Actually cats instinctively hide pain, this is common knowledge, or should be. This is why often by the time a cat is showing illness he has been sick for a very long time, because they hide it.

It is instinctive behavior because not only are they hunters, they are prey animals to other hunters. By the time they are showing suffering, they have been ill or in pain for quite a long time.
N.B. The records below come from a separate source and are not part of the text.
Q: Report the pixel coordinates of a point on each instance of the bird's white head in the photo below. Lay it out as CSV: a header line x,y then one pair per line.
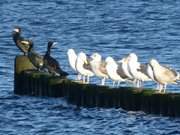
x,y
96,57
109,60
71,52
83,57
133,56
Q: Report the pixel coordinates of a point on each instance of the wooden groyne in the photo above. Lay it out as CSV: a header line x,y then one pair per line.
x,y
28,81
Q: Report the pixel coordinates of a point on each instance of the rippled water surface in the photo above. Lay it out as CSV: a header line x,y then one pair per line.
x,y
111,27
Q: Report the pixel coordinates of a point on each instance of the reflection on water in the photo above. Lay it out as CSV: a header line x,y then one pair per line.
x,y
113,28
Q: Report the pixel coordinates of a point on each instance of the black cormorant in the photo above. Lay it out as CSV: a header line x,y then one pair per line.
x,y
35,58
51,63
21,43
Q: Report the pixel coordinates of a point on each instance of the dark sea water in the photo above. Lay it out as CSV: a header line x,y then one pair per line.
x,y
114,28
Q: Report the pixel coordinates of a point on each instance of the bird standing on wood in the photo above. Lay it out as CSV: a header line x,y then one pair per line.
x,y
21,43
163,75
35,58
51,63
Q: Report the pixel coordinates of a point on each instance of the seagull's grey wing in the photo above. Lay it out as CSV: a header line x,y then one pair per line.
x,y
121,72
102,67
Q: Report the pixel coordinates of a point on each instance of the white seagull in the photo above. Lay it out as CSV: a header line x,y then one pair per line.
x,y
83,67
137,70
114,71
163,75
99,67
72,57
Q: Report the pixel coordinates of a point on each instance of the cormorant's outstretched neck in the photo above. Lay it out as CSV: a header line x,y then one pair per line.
x,y
21,43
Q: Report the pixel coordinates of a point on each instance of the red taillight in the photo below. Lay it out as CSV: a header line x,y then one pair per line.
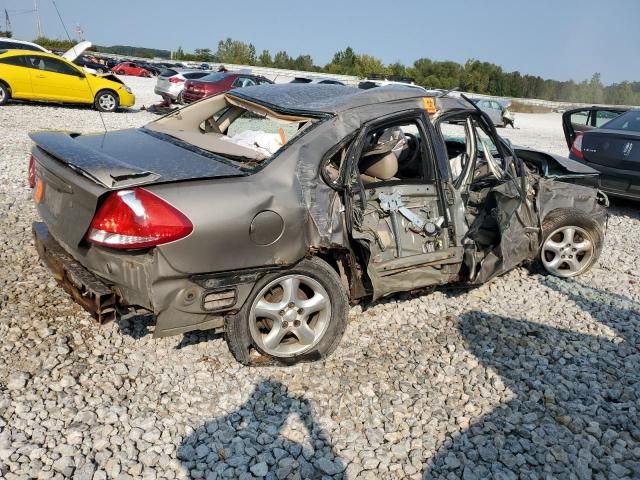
x,y
576,148
31,175
137,219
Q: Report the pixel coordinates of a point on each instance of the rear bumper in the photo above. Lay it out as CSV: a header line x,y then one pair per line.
x,y
86,289
126,99
181,303
168,92
192,97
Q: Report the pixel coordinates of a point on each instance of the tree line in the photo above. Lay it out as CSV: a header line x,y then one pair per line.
x,y
472,76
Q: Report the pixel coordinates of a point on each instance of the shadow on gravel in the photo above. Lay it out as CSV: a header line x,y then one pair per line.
x,y
576,406
67,106
272,434
138,326
195,338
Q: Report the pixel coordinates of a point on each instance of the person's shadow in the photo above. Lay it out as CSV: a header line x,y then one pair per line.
x,y
273,435
575,408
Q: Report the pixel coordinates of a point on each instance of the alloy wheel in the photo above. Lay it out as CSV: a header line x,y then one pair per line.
x,y
568,251
289,316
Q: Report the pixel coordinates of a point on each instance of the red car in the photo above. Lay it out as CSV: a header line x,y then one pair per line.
x,y
130,68
219,82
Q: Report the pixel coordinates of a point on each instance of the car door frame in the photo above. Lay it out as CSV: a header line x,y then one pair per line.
x,y
19,76
448,261
70,94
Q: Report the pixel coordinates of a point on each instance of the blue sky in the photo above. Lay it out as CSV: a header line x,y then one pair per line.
x,y
554,39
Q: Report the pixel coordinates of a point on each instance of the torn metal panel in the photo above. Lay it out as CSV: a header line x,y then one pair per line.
x,y
554,195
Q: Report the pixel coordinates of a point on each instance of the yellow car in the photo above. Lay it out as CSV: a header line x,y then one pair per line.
x,y
28,75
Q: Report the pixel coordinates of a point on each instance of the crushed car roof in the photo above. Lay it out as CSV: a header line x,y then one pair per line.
x,y
326,99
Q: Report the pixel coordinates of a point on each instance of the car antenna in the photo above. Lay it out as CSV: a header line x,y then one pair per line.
x,y
104,125
444,93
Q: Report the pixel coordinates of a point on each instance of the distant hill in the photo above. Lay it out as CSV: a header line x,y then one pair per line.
x,y
129,51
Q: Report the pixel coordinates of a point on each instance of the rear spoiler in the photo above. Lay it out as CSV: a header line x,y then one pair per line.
x,y
98,167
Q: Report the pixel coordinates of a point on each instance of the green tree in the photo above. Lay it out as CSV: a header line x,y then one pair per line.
x,y
396,69
234,51
203,55
366,64
282,60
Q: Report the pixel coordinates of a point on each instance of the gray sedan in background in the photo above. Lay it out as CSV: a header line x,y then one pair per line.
x,y
497,111
265,211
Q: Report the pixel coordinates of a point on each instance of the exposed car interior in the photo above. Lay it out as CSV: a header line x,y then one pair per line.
x,y
233,128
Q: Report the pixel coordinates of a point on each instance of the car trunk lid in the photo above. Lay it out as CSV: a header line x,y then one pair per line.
x,y
75,171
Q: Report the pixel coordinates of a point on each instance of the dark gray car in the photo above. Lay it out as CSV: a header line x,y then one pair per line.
x,y
498,111
266,211
608,140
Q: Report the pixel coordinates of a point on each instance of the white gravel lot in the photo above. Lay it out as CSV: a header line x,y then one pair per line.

And no, it would not take a long time for the paw to die, once the blood flow is cut off, and the swelling indicates the blood flow has been cut off.

I stand by my post.


----------



## Jess Pryce

lorilu said:


> Actually cats instinctively hide pain, this is common knowledge, or should be. This is why often by the time a cat is showing illness he has been sick for a very long time, because they hide it.
> 
> It is instinctive behavior because not only are they hunters, they are prey animals to other hunters. By the time they are showing suffering, they have been ill or in pain for quite a long time.
> 
> And no, it would not take a long time for the paw to die, once the blood flow is cut off, and the swelling indicates the blood flow has been cut off.
> 
> I stand by my post.


That's fair enough, but I will also stand by my post, I have seen enough cats in a lot of pain clearly showing that they are painful. They can hide it fairly well but nether the less they show pain.


----------



## Ceiling Kitty

Goodness me.

Yes, cats can and do show pain. Most of the time, they do everything they can not to.

This is why there are so many studies these days aimed at trying to improve the ways we can assess feline pain levels - we're getting better, but it's still very hard. I assume cats with problems I reckon would hurt me are in pain.

I would imagine having a tourniquet applied to one's limb for anything longer than a few minutes would be painful. I mean, I hate having my blood pressure taken; the cuff feels quite uncomfortable.

Left long enough, these tightly bandaged paws would suffer serious and permanent injury. It wouldn't happen that quickly though - the venous outflow is cut off first (as the veins are softer and more easily squashed), which results in the oedema. Except in really, REALLY tight bandages, it would take longer for the arterial supply to be compromised and result in ischaemia.

Personally there's no way I would have left that until tomorrow, or even later tonight - but I also wouldn't say it's an immediately life-threatening emergency like the possibly blocked cat in the other thread this afternoon... :Shifty

Anyway, it's moot now - hopefully @Little-moomin will update us soon.


----------



## lorilu

I concede that my wording could have been better. Cats hide pain and illness until they are in such agony or suffering, it can no longer be hidden.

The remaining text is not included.